Thursday night, Michael Cohen, a Code Blue captain, presented a petition signed by 79 Code Blue captains to a meeting of the board of the Fort Worth Crime Control and Prevention District. Since 2010, the board has been the Fort Worth City Council.

The Code Blue captains want the council to reinstate the volunteer board that oversaw the crime district from its inception in 1995 until 2010.

The crime district collects a half-cent sales tax that is intended to pay for community policing initiatives such as graffiti abatement, equipment for Code Blue volunteers, part of the cost of neighborhood patrol officers and officers posted in schools, among many other projects. Voters have to reauthorize the district every five years, and did so in 2000 and 2005 and by 81 percent of the vote in 2009.

This year, the tax so far has generated about $50 million, according to the state comptroller’s office.

For the first 15 years, a volunteer board appointed by the City Council created crime district budgets and submitted recommendations to the council for approval. But in 2010, the council took over the board. That was necessary, officials said, after the Texas Legislature enabled crime control districts to tax residents on utilities without a popular vote or approval by elected city councils.

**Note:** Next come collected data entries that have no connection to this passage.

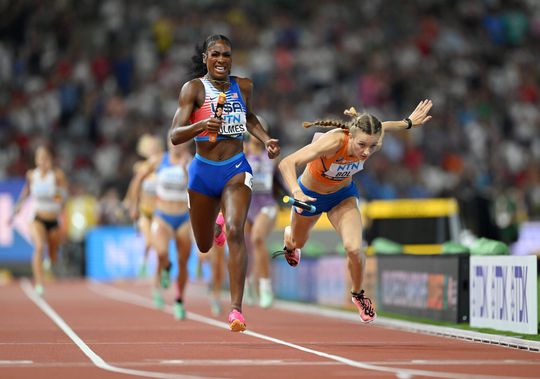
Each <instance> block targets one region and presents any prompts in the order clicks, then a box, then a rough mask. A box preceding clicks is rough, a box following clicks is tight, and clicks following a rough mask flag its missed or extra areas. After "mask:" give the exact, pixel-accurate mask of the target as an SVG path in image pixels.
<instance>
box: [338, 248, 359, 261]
mask: <svg viewBox="0 0 540 379" xmlns="http://www.w3.org/2000/svg"><path fill="white" fill-rule="evenodd" d="M343 247H344V249H345V254H346V255H347V257H348V258H349V259H352V260H356V261H357V260H359V259H362V255H363V252H362V251H361V249H360V248H359V247H358V246H347V245H345V244H344V246H343Z"/></svg>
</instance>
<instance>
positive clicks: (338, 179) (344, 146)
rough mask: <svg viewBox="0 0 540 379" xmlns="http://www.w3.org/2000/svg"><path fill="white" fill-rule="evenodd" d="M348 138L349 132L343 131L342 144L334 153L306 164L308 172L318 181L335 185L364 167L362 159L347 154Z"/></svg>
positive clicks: (348, 148)
mask: <svg viewBox="0 0 540 379" xmlns="http://www.w3.org/2000/svg"><path fill="white" fill-rule="evenodd" d="M349 138H350V137H349V132H348V131H345V138H343V144H342V146H341V147H340V149H339V150H338V151H337V152H336V153H335V154H334V155H332V156H331V157H328V158H326V157H319V158H317V159H314V160H313V161H311V162H309V163H308V164H307V168H308V170H309V173H310V174H311V176H313V178H315V179H316V180H317V181H318V182H321V183H323V184H325V185H328V186H337V185H339V184H340V183H341V182H343V181H344V180H346V179H349V178H350V177H351V176H353V175H354V174H355V173H357V172H358V171H361V170H362V169H363V168H364V161H362V160H360V159H359V158H358V157H356V156H354V155H348V153H347V150H348V149H349Z"/></svg>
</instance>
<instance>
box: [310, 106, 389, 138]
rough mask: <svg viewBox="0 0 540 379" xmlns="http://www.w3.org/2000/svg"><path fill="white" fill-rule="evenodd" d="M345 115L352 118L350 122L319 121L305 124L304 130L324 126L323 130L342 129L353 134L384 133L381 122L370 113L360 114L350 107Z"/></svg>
mask: <svg viewBox="0 0 540 379" xmlns="http://www.w3.org/2000/svg"><path fill="white" fill-rule="evenodd" d="M343 113H344V114H345V115H347V116H349V117H351V118H352V120H351V121H349V122H344V121H340V120H317V121H313V122H304V123H303V126H304V128H309V127H311V126H313V125H317V126H322V127H323V128H332V127H333V128H341V129H347V130H349V131H351V132H354V131H355V130H360V131H362V132H363V133H366V134H368V135H373V134H378V133H381V132H382V124H381V122H380V121H379V120H378V119H377V118H376V117H375V116H373V115H371V114H369V113H358V112H357V111H356V109H355V108H354V107H350V108H349V109H346V110H345V111H344V112H343Z"/></svg>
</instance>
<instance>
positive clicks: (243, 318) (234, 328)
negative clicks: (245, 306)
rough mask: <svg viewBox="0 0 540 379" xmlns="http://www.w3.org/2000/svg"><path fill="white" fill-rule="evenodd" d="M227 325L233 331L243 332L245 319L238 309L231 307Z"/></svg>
mask: <svg viewBox="0 0 540 379" xmlns="http://www.w3.org/2000/svg"><path fill="white" fill-rule="evenodd" d="M229 327H230V328H231V331H233V332H243V331H244V330H246V320H245V319H244V316H242V313H240V311H239V310H237V309H233V310H232V311H231V313H229Z"/></svg>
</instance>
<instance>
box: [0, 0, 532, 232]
mask: <svg viewBox="0 0 540 379" xmlns="http://www.w3.org/2000/svg"><path fill="white" fill-rule="evenodd" d="M0 13H1V14H2V18H1V19H0V83H1V86H0V180H3V179H7V178H11V177H22V176H23V175H24V173H25V172H26V170H27V169H28V168H29V166H31V165H32V162H33V158H32V157H33V153H34V150H35V147H36V146H37V145H38V144H40V143H42V142H45V141H48V142H50V145H51V146H52V147H53V151H54V152H55V154H56V161H57V162H58V163H59V165H60V167H61V168H62V169H63V170H64V172H66V175H67V177H68V178H69V182H70V183H71V185H72V186H73V188H72V193H73V192H79V193H80V192H81V191H83V192H86V193H89V194H91V195H94V196H96V197H98V198H99V197H103V198H104V199H105V201H106V202H107V204H109V205H107V206H106V207H103V209H105V210H109V211H110V210H111V209H112V207H111V205H110V204H113V203H115V202H116V203H117V204H119V203H120V198H121V197H122V196H123V195H124V192H125V190H126V187H127V183H128V182H129V179H130V178H131V176H132V166H133V163H134V162H135V161H137V160H138V159H140V158H139V157H138V156H137V152H136V149H135V147H136V143H137V140H138V138H139V137H140V136H141V135H142V134H143V133H146V132H151V133H154V134H161V135H163V136H164V137H165V133H166V131H167V129H168V128H169V127H170V124H171V120H172V117H173V115H174V112H175V110H176V107H177V96H178V92H179V89H180V86H181V85H182V84H183V83H184V81H185V79H186V74H187V69H188V66H187V62H188V60H189V58H190V57H191V55H192V54H193V45H194V44H195V43H200V42H201V41H202V40H203V39H204V36H206V35H208V34H212V33H221V34H225V35H227V36H229V37H230V39H231V40H232V42H233V44H234V51H235V53H234V57H233V59H234V72H233V74H236V75H238V76H248V77H250V78H252V79H253V80H254V85H255V88H256V96H255V98H254V107H253V108H254V110H255V111H256V112H257V113H258V114H260V115H262V116H263V117H264V118H265V119H266V120H267V121H268V123H269V124H270V126H271V128H272V134H273V135H274V136H276V137H277V138H279V139H280V143H281V146H282V149H283V151H282V155H283V156H284V155H286V154H289V153H290V152H292V151H294V150H296V149H297V148H298V147H300V146H303V145H304V144H306V143H308V142H309V141H310V140H311V136H312V134H313V130H305V129H303V128H302V121H305V120H313V119H317V118H324V117H329V116H335V117H341V116H342V115H340V112H341V111H342V110H343V109H345V108H348V107H350V106H355V107H356V108H357V109H360V110H366V111H369V112H371V113H373V114H375V115H377V116H378V117H379V118H380V119H382V120H387V119H401V118H403V117H406V115H407V112H409V111H410V110H411V109H413V108H414V106H415V105H416V104H417V103H418V101H420V100H422V99H427V98H429V99H432V100H433V103H434V107H433V110H432V114H433V120H432V121H431V123H430V125H429V126H428V127H426V128H422V129H419V130H415V131H414V132H412V133H394V134H390V135H387V136H386V138H385V144H384V147H383V149H382V151H381V153H379V154H377V156H376V157H374V158H373V159H372V160H371V161H370V162H369V165H370V169H369V170H367V172H365V173H363V174H361V175H359V178H358V180H359V182H360V183H359V188H360V189H361V191H362V196H363V197H364V198H365V199H367V200H371V199H377V198H384V199H392V198H404V197H409V198H410V197H413V198H418V197H438V196H454V197H457V198H458V199H459V200H460V202H461V204H463V205H464V207H462V214H463V216H464V221H465V222H466V224H467V223H468V226H469V228H470V229H471V230H472V231H473V232H474V233H476V234H477V235H483V236H486V237H495V238H497V237H501V235H500V234H499V235H493V233H495V231H497V232H496V233H500V231H501V230H510V229H511V228H512V227H515V225H517V224H518V223H519V222H520V221H523V220H532V219H540V163H539V162H540V132H539V130H540V65H539V64H538V59H537V57H538V56H540V2H538V1H535V0H513V1H502V0H483V1H468V0H418V1H415V2H405V1H400V2H395V1H392V2H390V1H382V0H372V1H354V0H350V1H340V2H334V1H331V0H321V1H317V2H315V3H314V2H309V1H294V0H275V1H263V0H242V1H237V2H234V3H232V2H227V1H219V0H216V1H213V0H204V1H203V0H181V1H178V0H175V1H172V0H167V1H152V2H148V1H142V0H130V1H128V0H99V1H97V0H78V1H60V0H58V1H40V0H12V1H4V2H0ZM124 221H125V220H124V219H123V217H121V216H118V215H117V214H113V215H109V216H107V215H106V214H105V215H104V216H103V218H102V222H107V223H116V222H124ZM509 228H510V229H509ZM490 233H491V235H490ZM507 236H508V237H507V238H508V239H512V238H513V237H512V232H511V231H510V232H509V233H508V234H507ZM514 237H515V236H514ZM505 238H506V237H505Z"/></svg>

But to many members of Code Blue, a volunteer group with more than 1,200 active members and 15,000 trained members, the council’s action was a grab for power.

“We don’t want any power, but we want the citizens to review it and then report back to the council,” said Michael Cohen, a Code Blue captain. “That is all [the board] is — another set of eyes and ears between [the council] and the money,”

The council felt it was important for someone accountable to the voting residents to make decisions on new taxes, said Bill Begley, a city spokesman.

“You really do want those elected by the citizenry spending tax dollars or having oversight on the tax dollars,” said Mayor Betsy Price. She said the council would work with Code Blue officers to try to resolve their disagreement.

Cohen, who said he has been a Code Blue volunteer for 21 years, said the City Council is using the crime district’s funds to balance the city budget, such as paying jail costs, and to pay for “pet projects,” such as graffiti abatement and some after-school programs for youth that do not belong under the crime district.

Price, who was not mayor when the volunteer board was disbanded, disagreed that the city uses the district’s sales tax revenue to balance the general budget and said that projects paid for by the district are recommended by the Police Department.

Joseph Deleon, who served on the crime district board for six years until it was dissolved, said the tax is valuable to the city, but he is concerned about how the board is being run. A volunteer board is a valuable check-and-balance, he said, although the council has final authority.

Steve Hall, president of the Fort Worth Police Officers Association, said the city needs to work with Code Blue volunteers to address their concerns.

If the crime district funding is lost, Hall said, that could affect as many as 200 officer positions paid for by the fund and equipment such as patrol cars.

“It is vital for us to cooperate and be responsive to the citizens and their desires and needs,” Hall said. “I complain about the long response times in the North Division, but if you pulled the programs that those officers are filling, I don’t know that we could keep up with the demand.”